Most mental health professionals have encountered patients who are experiencing problems that are so difficult that helping them requires setting restrictions on their behaviors for their own best interests. Robert A. Rosenheck, M.D., and Michael S. Neale, Ph.D., studied whether five types of limit-setting interventions would lead to better outcomes in a sample of more than 1,500 veterans in assertive community treatment programs. The interventions included withholding certain types of assistance; behavioral contracting; calling on external authorities, such as probation officers; setting up a representative payee; and using civil commitment to force hospitalization. Analysis of six-month follow-up data indicated that all five types of limit-setting interventions were associated with significantly poorer outcomes. The authors acknowledge the limitations of their study and caution that their findings do not show that limit setting is harmful. However, they note that a fair test criterion for use of these interventions is that patients who receive them should do at least as well as those who do not and that their findings did not reflect this "modest objective of outcome parity" (see page 139).
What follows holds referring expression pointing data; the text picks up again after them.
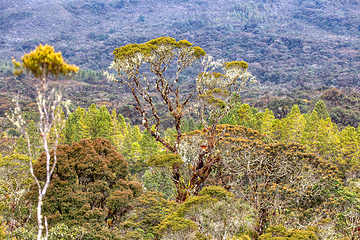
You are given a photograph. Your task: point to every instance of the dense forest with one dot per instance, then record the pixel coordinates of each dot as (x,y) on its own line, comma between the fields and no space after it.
(242,125)
(189,161)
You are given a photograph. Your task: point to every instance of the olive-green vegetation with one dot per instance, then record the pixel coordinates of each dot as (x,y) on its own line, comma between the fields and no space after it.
(204,167)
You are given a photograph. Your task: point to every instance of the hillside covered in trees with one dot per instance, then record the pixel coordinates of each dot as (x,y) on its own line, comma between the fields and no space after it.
(200,164)
(242,125)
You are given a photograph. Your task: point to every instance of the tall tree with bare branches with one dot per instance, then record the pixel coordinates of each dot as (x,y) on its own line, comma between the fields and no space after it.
(151,71)
(45,66)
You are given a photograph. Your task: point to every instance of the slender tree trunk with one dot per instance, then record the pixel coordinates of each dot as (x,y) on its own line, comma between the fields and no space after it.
(39,217)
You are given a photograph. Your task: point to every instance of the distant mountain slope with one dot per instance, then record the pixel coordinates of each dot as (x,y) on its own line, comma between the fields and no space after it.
(297,42)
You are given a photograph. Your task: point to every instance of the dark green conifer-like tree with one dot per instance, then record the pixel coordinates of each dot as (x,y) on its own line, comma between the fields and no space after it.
(88,186)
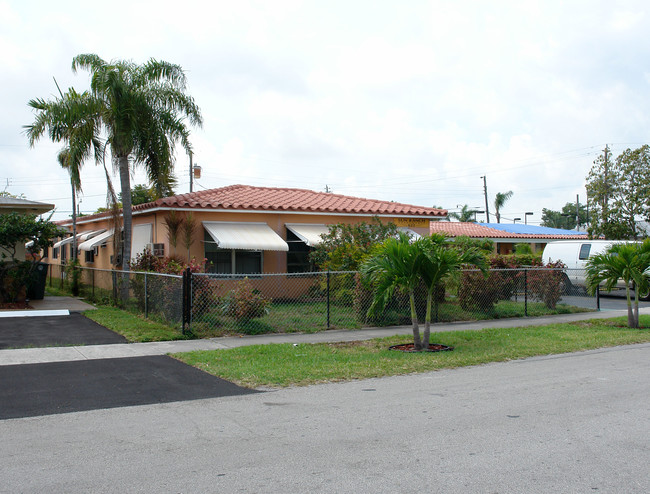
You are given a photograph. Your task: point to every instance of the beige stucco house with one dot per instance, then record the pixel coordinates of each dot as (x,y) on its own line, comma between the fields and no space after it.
(240,229)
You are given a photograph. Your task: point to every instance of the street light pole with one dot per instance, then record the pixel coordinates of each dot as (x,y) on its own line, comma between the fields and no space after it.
(526,215)
(191,172)
(487,208)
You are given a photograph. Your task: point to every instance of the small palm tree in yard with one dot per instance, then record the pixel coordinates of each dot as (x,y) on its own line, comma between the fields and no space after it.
(627,262)
(393,265)
(439,261)
(400,263)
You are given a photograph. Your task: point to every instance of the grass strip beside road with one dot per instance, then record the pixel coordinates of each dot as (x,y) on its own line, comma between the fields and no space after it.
(134,328)
(282,365)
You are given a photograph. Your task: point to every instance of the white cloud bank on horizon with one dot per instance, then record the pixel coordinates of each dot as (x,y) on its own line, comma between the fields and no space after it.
(405,101)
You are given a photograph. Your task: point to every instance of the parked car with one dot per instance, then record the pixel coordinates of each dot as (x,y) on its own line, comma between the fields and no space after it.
(574,255)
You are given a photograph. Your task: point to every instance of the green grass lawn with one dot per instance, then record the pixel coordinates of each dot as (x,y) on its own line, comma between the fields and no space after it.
(287,365)
(133,327)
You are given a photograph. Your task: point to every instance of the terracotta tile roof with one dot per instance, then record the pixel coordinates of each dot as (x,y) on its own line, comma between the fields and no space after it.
(246,197)
(476,230)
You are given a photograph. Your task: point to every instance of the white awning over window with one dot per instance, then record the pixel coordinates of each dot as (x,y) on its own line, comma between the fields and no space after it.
(142,235)
(245,236)
(413,234)
(65,241)
(81,237)
(88,235)
(310,234)
(89,245)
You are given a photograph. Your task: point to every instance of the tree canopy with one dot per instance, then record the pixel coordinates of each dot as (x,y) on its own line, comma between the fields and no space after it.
(499,200)
(144,111)
(618,193)
(565,218)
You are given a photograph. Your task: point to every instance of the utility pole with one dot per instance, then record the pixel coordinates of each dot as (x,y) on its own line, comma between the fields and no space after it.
(487,208)
(605,212)
(191,172)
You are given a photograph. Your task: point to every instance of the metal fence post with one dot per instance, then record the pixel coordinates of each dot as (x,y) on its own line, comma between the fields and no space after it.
(328,299)
(114,280)
(187,300)
(525,293)
(146,298)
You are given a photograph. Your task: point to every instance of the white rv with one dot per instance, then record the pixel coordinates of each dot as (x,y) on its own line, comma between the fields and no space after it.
(574,254)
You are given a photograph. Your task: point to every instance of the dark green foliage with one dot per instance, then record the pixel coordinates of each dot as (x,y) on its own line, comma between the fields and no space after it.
(619,194)
(16,274)
(245,303)
(345,246)
(566,218)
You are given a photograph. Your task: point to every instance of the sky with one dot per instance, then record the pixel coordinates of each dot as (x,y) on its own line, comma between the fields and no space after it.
(412,102)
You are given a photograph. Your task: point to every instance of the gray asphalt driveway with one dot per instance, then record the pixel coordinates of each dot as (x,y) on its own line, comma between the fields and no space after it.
(45,331)
(63,387)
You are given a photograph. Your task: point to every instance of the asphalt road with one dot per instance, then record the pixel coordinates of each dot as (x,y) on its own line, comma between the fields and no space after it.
(566,423)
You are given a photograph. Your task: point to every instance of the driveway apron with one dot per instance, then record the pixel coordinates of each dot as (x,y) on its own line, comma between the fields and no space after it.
(61,387)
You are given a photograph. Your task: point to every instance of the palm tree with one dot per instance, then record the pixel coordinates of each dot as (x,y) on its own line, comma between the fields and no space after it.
(144,110)
(73,120)
(500,199)
(439,261)
(628,262)
(465,215)
(395,264)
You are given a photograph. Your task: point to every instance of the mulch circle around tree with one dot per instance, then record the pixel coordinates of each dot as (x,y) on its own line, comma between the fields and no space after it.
(410,348)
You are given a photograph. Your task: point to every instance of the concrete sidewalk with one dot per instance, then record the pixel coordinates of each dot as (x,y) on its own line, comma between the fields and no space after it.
(92,352)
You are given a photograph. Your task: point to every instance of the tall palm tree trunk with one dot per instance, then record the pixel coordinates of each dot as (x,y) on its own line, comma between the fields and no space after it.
(414,319)
(427,323)
(125,183)
(73,257)
(630,312)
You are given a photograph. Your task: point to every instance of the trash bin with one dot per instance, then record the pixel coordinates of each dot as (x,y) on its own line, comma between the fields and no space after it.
(36,289)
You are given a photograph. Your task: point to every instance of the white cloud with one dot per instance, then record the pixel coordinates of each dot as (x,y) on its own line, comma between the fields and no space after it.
(410,102)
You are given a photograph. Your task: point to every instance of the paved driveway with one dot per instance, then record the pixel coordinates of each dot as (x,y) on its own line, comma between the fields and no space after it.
(575,423)
(44,331)
(61,387)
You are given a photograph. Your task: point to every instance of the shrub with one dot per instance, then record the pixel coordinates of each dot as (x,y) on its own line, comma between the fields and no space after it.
(244,303)
(546,285)
(478,292)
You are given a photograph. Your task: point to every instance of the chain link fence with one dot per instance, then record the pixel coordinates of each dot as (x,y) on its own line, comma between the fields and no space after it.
(155,295)
(217,304)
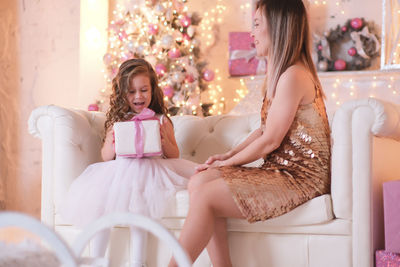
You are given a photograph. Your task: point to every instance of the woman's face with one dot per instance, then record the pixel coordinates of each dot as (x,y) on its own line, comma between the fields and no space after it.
(260,33)
(139,93)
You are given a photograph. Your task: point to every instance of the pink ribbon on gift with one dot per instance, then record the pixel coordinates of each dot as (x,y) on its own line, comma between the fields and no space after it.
(146,114)
(248,55)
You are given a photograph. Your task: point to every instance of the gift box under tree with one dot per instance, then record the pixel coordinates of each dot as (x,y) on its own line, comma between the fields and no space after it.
(243,58)
(387,259)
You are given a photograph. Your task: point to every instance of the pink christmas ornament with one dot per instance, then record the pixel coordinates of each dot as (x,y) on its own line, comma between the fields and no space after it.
(174,53)
(340,64)
(107,58)
(185,21)
(186,37)
(161,69)
(189,78)
(168,91)
(153,29)
(352,51)
(356,23)
(114,72)
(93,107)
(178,6)
(122,35)
(127,56)
(208,75)
(113,27)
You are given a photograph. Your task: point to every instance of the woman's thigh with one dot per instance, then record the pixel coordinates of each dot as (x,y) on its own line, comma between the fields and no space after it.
(203,177)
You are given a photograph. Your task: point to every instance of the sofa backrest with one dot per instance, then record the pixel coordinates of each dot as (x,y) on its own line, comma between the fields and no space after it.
(199,138)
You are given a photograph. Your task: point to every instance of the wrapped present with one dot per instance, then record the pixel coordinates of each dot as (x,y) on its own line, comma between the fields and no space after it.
(385,258)
(391,206)
(243,58)
(139,137)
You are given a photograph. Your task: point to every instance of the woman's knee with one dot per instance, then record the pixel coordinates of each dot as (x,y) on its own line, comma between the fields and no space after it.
(196,181)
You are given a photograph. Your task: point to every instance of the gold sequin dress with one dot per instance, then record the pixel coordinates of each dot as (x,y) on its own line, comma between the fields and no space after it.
(297,171)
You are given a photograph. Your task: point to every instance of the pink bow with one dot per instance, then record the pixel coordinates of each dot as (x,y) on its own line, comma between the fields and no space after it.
(146,114)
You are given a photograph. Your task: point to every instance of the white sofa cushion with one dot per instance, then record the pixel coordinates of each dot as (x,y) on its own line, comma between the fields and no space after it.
(315,211)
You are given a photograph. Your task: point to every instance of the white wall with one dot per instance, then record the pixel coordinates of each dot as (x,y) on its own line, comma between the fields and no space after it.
(39,65)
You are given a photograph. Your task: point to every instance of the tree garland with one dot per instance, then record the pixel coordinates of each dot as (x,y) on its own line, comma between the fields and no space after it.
(365,47)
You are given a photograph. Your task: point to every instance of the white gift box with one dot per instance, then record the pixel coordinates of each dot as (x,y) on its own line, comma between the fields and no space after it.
(126,133)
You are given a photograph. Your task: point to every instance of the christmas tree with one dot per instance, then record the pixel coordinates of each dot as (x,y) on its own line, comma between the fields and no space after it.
(168,36)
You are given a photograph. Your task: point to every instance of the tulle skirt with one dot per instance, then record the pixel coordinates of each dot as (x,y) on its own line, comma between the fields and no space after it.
(144,186)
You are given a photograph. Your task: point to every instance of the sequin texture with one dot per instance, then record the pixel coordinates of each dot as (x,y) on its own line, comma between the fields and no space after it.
(297,171)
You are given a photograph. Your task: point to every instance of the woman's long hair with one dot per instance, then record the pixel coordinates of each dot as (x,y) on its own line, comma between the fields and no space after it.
(119,107)
(290,40)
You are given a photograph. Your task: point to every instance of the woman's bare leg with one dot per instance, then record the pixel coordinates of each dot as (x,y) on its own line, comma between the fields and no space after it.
(207,202)
(217,248)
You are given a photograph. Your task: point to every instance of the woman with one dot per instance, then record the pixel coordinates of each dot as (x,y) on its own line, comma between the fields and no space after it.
(294,140)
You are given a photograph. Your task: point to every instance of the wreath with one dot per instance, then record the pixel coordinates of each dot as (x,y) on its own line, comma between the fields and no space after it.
(363,49)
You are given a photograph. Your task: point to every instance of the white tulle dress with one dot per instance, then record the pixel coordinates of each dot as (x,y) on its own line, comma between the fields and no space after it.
(142,186)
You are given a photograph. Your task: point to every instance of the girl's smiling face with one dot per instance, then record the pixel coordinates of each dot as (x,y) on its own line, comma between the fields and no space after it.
(139,93)
(260,33)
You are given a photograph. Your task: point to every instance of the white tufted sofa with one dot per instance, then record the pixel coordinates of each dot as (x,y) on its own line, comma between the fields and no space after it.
(341,229)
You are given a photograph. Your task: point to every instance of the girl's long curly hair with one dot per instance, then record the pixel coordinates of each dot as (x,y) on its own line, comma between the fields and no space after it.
(119,107)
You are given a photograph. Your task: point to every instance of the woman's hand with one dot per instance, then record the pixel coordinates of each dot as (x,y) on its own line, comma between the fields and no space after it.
(219,157)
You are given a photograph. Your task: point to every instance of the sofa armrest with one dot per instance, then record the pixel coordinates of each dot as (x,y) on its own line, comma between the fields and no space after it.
(71,140)
(362,130)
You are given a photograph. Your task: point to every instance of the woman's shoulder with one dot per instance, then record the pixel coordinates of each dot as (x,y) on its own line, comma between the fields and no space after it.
(297,76)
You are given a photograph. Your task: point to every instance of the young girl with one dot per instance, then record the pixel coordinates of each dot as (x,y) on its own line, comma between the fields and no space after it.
(128,184)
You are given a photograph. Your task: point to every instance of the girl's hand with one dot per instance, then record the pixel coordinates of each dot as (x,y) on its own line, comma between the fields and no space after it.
(215,164)
(107,151)
(168,142)
(219,157)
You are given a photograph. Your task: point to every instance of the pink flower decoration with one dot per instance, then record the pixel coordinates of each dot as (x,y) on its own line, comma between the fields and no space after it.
(174,53)
(356,23)
(340,64)
(161,69)
(168,91)
(93,107)
(352,51)
(208,75)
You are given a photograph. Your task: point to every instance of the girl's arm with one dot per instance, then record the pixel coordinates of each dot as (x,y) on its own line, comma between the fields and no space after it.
(168,142)
(107,151)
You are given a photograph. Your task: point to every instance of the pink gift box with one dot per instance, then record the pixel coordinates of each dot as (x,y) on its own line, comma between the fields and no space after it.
(242,55)
(391,205)
(387,259)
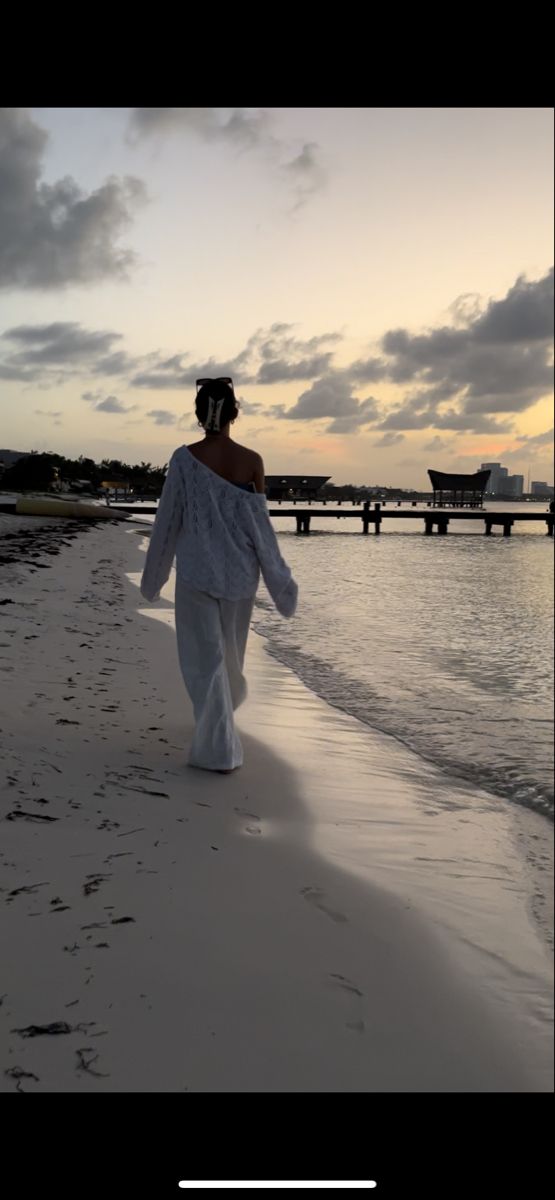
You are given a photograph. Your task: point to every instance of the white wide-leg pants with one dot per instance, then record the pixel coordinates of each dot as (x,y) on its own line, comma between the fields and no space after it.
(212,642)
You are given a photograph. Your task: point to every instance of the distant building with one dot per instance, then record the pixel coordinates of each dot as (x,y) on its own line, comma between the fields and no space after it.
(543,491)
(500,481)
(514,485)
(287,487)
(458,491)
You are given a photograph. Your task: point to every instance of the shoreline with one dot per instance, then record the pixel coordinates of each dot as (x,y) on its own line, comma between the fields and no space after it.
(238,947)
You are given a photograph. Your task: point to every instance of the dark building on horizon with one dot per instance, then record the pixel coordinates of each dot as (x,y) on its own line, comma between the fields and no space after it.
(458,491)
(288,487)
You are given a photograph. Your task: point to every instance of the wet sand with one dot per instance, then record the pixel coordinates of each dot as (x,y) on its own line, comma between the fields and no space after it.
(169,930)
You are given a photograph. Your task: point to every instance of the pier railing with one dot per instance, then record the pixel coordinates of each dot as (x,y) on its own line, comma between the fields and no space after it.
(434,519)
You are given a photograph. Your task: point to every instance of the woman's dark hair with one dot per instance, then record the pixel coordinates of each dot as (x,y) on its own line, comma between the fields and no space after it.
(215,390)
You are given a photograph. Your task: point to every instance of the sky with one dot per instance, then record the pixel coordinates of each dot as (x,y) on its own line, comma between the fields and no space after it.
(377,281)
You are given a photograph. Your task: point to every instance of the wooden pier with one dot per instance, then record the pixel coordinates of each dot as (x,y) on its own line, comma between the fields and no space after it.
(374,517)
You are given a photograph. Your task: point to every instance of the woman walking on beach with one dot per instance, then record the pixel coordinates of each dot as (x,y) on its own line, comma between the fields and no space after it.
(213,517)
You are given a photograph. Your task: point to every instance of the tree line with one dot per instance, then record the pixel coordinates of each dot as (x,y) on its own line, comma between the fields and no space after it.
(52,472)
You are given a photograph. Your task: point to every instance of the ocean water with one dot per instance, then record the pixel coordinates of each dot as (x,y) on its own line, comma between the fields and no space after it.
(445,642)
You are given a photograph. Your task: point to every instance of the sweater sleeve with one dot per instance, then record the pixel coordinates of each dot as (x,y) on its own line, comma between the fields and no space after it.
(275,573)
(163,537)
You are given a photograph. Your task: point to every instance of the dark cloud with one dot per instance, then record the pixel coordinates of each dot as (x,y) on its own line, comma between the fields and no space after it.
(161,417)
(238,127)
(437,443)
(389,439)
(55,234)
(60,351)
(102,403)
(112,405)
(49,412)
(538,439)
(499,360)
(305,173)
(332,397)
(280,371)
(270,355)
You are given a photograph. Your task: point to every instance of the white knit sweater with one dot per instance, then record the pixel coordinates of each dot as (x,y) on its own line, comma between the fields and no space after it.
(220,535)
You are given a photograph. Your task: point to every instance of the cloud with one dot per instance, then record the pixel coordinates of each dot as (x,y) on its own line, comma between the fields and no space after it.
(112,405)
(389,439)
(102,403)
(437,443)
(270,355)
(239,127)
(499,360)
(330,397)
(48,412)
(538,439)
(306,174)
(60,351)
(161,417)
(55,234)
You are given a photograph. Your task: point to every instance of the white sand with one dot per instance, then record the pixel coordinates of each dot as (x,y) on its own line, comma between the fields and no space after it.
(268,949)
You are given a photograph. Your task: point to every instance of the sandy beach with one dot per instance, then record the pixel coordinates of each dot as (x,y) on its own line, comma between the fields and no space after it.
(303,924)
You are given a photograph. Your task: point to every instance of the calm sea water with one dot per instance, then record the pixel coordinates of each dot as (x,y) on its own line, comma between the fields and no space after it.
(443,642)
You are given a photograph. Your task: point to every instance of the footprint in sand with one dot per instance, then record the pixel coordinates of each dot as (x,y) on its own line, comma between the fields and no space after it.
(314,895)
(345,984)
(254,828)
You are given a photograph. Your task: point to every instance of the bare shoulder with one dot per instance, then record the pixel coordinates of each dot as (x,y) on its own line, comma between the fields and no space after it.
(250,456)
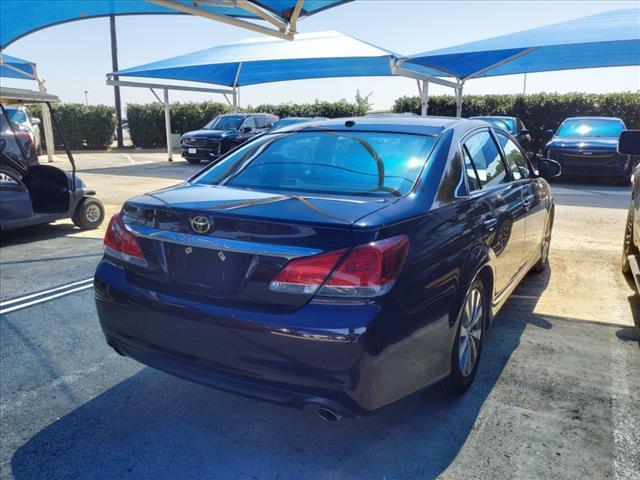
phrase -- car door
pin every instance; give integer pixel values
(248, 129)
(532, 194)
(490, 182)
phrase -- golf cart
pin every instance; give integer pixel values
(32, 194)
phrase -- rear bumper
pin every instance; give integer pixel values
(280, 358)
(635, 269)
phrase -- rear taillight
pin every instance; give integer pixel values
(122, 244)
(368, 270)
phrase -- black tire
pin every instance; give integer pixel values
(542, 264)
(628, 247)
(458, 382)
(624, 182)
(89, 213)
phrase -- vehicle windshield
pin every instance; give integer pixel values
(353, 163)
(225, 122)
(508, 124)
(16, 115)
(590, 127)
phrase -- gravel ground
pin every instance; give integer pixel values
(557, 394)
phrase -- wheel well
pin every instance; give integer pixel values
(486, 275)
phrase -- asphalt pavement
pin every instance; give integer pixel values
(557, 394)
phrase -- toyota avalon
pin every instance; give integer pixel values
(337, 265)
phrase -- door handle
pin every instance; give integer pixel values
(490, 223)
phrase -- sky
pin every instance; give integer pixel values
(75, 57)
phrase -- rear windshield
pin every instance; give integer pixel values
(590, 127)
(226, 122)
(353, 163)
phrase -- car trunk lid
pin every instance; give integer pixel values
(228, 244)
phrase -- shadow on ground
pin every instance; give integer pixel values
(156, 426)
(581, 192)
(178, 170)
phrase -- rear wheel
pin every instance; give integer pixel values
(628, 247)
(89, 213)
(467, 347)
(543, 262)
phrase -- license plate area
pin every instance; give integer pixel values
(216, 271)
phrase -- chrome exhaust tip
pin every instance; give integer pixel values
(329, 415)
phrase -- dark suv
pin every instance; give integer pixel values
(222, 134)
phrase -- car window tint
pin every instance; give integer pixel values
(487, 159)
(353, 163)
(8, 180)
(515, 159)
(472, 176)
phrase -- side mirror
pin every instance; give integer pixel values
(549, 168)
(629, 142)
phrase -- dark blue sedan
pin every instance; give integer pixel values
(588, 146)
(338, 265)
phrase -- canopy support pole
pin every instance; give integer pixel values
(167, 124)
(459, 101)
(46, 120)
(116, 89)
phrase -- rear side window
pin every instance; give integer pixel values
(485, 156)
(472, 175)
(353, 163)
(515, 159)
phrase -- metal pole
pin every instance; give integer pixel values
(167, 123)
(46, 120)
(116, 89)
(425, 98)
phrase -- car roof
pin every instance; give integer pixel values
(593, 118)
(390, 123)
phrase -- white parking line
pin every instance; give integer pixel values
(44, 296)
(128, 157)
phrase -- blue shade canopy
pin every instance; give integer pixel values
(263, 60)
(14, 67)
(608, 39)
(21, 17)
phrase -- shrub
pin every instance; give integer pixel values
(83, 126)
(146, 121)
(539, 112)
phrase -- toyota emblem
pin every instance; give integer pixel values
(201, 224)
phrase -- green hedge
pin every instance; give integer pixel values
(539, 112)
(83, 126)
(146, 121)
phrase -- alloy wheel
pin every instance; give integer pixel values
(471, 332)
(92, 213)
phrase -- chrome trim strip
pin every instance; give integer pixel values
(227, 245)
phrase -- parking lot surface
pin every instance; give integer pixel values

By 2050 more than half of the U.S. population will be of African-American, Latino, Asian-American, Pacific-Islander, or Native-American descent. Recent studies have shown that individuals from ethnic minority groups who have schizophrenia are less likely to receive accurate diagnoses and, when they do, they are less likely to receive newer antipsychotics that may lead to better outcomes. A group of researchers who analyzed Texas Medicaid claims data for more than 3,500 patients with schizophrenia report that African Americans were significantly less likely than whites to receive the second-generation antipsychotics olanzapine and risperidone—they received haloperidol instead. The authors examine reasons that might account for this disparity, including differences in symptom expression and discrimination (see page 151).

Anticonvulsant medications, such as phenytoin and carbamazepine, are frequently prescribed along with atypical antipsychotics to prevent seizures or to reduce potential violence among psychotic patients. Both medications are also prescribed for patients with bipolar disorder. In this month's Psychopharmacology column, Jose de Leon, M.D., describes the mechanisms by which certain anticonvulsants modify patients' metabolism of frequently used atypical antipsychotic agents. Clinicians who add or discontinue an anticonvulsant should carefully monitor blood levels of antipsychotics to ensure that their patients continue to receive appropriate dosages. Dr. de Leon summarizes recent research findings in a helpful table that provides recommended "correction factors" for calculating changes in antipsychotic dosages (see page 125).

• Analyses of data from a South Carolina initiative to understand the role of trauma in mental illness indicate that although routine screening has revealed a high rate of exposure to trauma, clinicians often fail to address trauma-related symptoms in their diagnoses and treatment plans (see page 157).

• In the Personal Accounts column, a 51-year-old Chinese-born author and teacher with bipolar disorder describes the factors that contributed to the late diagnosis and misunderstanding of her illness by clinicians in both China and North America (see page 121).